The rise in popularity in cycling has indeed given rise to an equally popular cyclist’s lobbying movement to incorporate cycling-specific design into new roadway construction or renovation. While there are differences in details among various special interest groups, what virtually everyone, whether motorized or not, agrees on is to provide added width (shoulders, bike lanes, wide traffic lanes) so that cyclists and motor vehicles traveling at different speeds can get past each other without encroaching into oncoming traffic. However, while such improvements are wonderful, they do not detract from our present roadway’s ability to be shared safely by competent, compliant users.

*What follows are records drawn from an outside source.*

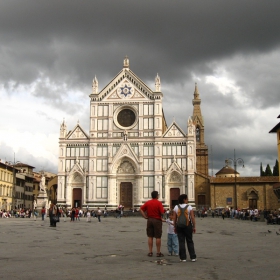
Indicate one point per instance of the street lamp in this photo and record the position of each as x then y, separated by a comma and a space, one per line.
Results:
236, 161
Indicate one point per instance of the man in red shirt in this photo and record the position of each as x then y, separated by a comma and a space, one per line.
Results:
153, 210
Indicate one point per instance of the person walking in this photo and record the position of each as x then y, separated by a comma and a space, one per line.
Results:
88, 216
99, 213
172, 238
73, 212
43, 212
53, 214
153, 211
35, 213
184, 232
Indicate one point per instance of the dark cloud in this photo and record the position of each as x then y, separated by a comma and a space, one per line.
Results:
55, 48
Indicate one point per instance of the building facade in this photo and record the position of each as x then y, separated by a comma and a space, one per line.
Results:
6, 186
276, 186
129, 150
228, 189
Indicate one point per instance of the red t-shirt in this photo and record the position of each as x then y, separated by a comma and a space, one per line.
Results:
153, 208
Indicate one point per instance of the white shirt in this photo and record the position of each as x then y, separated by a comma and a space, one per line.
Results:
170, 228
182, 206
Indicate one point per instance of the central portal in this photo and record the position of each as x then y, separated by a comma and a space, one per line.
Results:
126, 194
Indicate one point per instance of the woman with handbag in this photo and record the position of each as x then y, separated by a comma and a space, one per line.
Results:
53, 215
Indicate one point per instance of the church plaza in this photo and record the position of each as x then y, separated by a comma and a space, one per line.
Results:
117, 249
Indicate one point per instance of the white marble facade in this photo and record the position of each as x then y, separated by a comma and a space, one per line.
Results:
129, 150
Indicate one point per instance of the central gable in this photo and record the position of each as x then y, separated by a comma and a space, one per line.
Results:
174, 131
77, 133
126, 86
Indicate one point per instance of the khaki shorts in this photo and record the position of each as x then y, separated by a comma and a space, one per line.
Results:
154, 228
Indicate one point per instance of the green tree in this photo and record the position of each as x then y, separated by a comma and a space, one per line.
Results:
276, 168
268, 171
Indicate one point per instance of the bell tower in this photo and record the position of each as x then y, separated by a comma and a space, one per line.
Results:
201, 148
202, 185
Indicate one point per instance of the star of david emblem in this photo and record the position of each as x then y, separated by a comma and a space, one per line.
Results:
125, 90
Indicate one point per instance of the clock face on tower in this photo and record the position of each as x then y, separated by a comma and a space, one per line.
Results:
125, 117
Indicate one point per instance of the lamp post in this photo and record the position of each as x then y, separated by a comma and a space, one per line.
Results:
236, 161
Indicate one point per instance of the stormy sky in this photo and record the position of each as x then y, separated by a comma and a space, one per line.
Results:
51, 50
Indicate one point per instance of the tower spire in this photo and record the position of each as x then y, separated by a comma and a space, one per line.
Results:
157, 83
95, 86
126, 62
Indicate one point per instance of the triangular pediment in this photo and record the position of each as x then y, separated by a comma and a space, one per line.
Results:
125, 151
174, 173
125, 86
174, 131
76, 174
174, 166
77, 133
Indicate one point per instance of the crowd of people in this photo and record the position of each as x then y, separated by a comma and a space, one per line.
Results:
271, 216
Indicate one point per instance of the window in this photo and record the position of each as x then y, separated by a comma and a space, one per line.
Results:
148, 109
102, 151
102, 124
101, 165
115, 149
148, 164
103, 111
148, 123
197, 132
136, 149
148, 150
148, 186
101, 187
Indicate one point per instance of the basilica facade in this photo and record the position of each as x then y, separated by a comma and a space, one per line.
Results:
129, 150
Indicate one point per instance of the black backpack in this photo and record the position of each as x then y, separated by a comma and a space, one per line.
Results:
183, 219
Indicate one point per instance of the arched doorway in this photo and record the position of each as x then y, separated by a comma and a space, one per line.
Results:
77, 197
174, 194
126, 194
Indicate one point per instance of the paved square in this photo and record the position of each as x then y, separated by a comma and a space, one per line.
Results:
117, 249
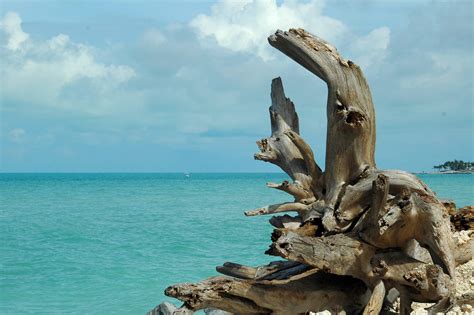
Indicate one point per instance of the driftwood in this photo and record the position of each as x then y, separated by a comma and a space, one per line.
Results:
357, 231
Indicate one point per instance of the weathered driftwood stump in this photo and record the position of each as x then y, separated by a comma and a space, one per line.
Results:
355, 229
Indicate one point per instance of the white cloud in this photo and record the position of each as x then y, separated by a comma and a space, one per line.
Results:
45, 72
371, 50
17, 135
243, 26
11, 25
153, 37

Disparate views on road usage are going to continue. In fact some of the things that we as cyclists argue seem to be contradictory (at least to me):

  • We argue that the primary reason for introducing “protected bike lanes” and other exemplars of bicycle infrastructure is to increase the safety of road riding for everyone, especially “newbies”.
  • But then we turn around and argue that perhaps forcing folks to wear helmets is impeding the growth of the movement. The “helmet law” only increases the impression that cycling is unsafe, when it is not.

But these two arguments are too difficult to nuance for the uninitiated non-cyclist. Either (they reason) streets (and thus cycling are unsafe) or cyclist is safe enough not to require a helmet. But it cannot be both simultaneously. Perhaps we should reach some level of consensus in the cycling community itself before throwing harpoons at politicians in Red States who frankly represent the bulk of the potential newbies that we would like attract.

Just a parting note, the irony is that The South is the nicest place (in terms of weather) for cycling. We need to find a way to bring our message to these folks because they have the greatest potential to increase the numbers of commuters in our ranks.